Las fuerzas telúricas de la tierra producen múltiples trastornos en los seres vivos, incluso mutaciones vegetales, tumores más o menos malignos, enfermedades mentales, pero más conectados con la naturaleza que nosotros, todos los seres vivos, vegetales y animales, detectan estas sutiles energías telúricas, y si están en libertad tratan de evitarlas pues están siempre en conexión con la tierra.

MAL SITIO Y RUINA DEL NEGOCIO
Es fácil identificar un mal sitio en la ciudad sin ser experto en Geobiología o Feng’Shui, cuando vemos un negocio del barrio que cambia de dueño con demasiada frecuencia, muchas veces se trata de un local atractivo y bien situado, donde diversos empresarios, año tras año, inician con mucha ilusión su negocio, y uno tras otro los vemos ir a la ruina, echando la persiana con el cartel de se vende, se alquila o se traspasa.

Las domopatías tienen una repercusión económica muy importante, que aún no ha sido plenamente evaluada a nivel oficial, pero que muchos agentes de la propiedad inmobiliaria lo tienen muy presente, el mal sitio existe, es ese piso que nunca se vende, o ese local que se traspasa cada año.

Esto afecta tanto al empresario como al ciudadano de a pié, siendo responsables estas patologías telúricas de la ruina de muchos negocios ubicados en el mal sitio, y causando en otros casos un alto absentismo, accidentes de trabajo y de tráfico, eso que llamamos gafe o mala suerte quizá surge de las profundidades de la tierra.

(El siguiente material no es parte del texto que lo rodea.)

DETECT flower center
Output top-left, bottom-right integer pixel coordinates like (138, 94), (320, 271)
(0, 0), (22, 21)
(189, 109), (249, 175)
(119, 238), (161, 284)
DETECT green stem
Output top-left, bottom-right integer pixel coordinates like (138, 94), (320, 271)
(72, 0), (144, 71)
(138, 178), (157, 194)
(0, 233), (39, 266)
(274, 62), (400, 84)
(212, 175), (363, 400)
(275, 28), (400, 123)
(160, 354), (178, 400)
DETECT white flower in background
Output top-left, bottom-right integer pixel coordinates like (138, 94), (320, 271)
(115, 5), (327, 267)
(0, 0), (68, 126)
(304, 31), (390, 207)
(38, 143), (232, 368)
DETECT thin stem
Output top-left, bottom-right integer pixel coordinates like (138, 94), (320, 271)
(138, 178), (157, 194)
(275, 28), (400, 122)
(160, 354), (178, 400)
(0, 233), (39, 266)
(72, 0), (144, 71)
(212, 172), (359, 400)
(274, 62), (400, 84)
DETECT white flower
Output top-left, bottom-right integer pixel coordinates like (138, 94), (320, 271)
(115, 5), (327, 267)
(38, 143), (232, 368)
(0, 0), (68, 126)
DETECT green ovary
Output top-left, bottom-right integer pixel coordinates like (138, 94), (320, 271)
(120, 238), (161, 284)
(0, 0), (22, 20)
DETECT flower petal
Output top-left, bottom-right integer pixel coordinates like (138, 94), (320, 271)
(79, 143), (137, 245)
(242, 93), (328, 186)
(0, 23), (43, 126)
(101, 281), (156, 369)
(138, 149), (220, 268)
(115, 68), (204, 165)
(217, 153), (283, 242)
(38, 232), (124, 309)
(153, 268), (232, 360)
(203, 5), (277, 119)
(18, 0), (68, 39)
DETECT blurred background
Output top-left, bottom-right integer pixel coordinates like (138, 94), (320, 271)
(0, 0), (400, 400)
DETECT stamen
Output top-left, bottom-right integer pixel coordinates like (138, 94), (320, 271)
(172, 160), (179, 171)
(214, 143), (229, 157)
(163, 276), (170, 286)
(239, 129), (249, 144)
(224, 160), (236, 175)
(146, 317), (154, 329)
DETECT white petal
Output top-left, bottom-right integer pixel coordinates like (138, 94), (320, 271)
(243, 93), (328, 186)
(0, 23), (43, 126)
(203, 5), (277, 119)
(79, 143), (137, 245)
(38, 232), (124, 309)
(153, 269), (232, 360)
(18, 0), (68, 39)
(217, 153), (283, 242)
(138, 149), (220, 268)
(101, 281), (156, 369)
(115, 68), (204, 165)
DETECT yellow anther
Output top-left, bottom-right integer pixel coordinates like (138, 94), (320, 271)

Los efectos biológicos de las geopatías afectan a la patronal y a la sanidad pública, pues aumentan de manera espectacular el consumo de medicamentos, especialmente psicotropos y calmantes al favorecer patologías crónicas como insomnio, estrés, jaquecas, depresión, dorsalgias, reumatismo, asma, alergias, y de otro lado reduciendo la atención y concentración, produciendo fatiga, bajo rendimiento laboral, errores ante el ordenador y despistes fatales inexplicables ante el volante o controlando una veloz máquina herramienta.

Las domopatías también afectan económicamente al sector inmobiliario siendo responsables de múltiples patologías arquitectónicas, con grandes daños a los inmuebles, como grietas, asiento diferencial, humedad, oxidación, corrosión electrolítica, aluminosis, que se ven aceleradas y agravadas por la presencia de campos electrostáticos y electromagnéticos. Problemas fácilmente evitables con un estudio de Feng’Shui, peritaje geobiológico que identifique las venas de agua y otras geopatías existentes, realizando buena arquitectura biológica y evitando los factores ambientales nocivos que causan al Síndrome del Edificio Enfermo, según las reglas de la Bioconstrucción.

Las domopatías afectan a todas las actividades del ser humano, por lo que es aconsejable que consultemos al experto en Domobiótica para elegir el buen sitio para vivir o donde montar nuestro nuevo negocio próspero, a salvo de los modernos dragones y demonios.

© Carlos M. Requejo.
Adaptado del libro La Casa Enferma. Carlos M. Requejo. Editorial Didaco SA.1988.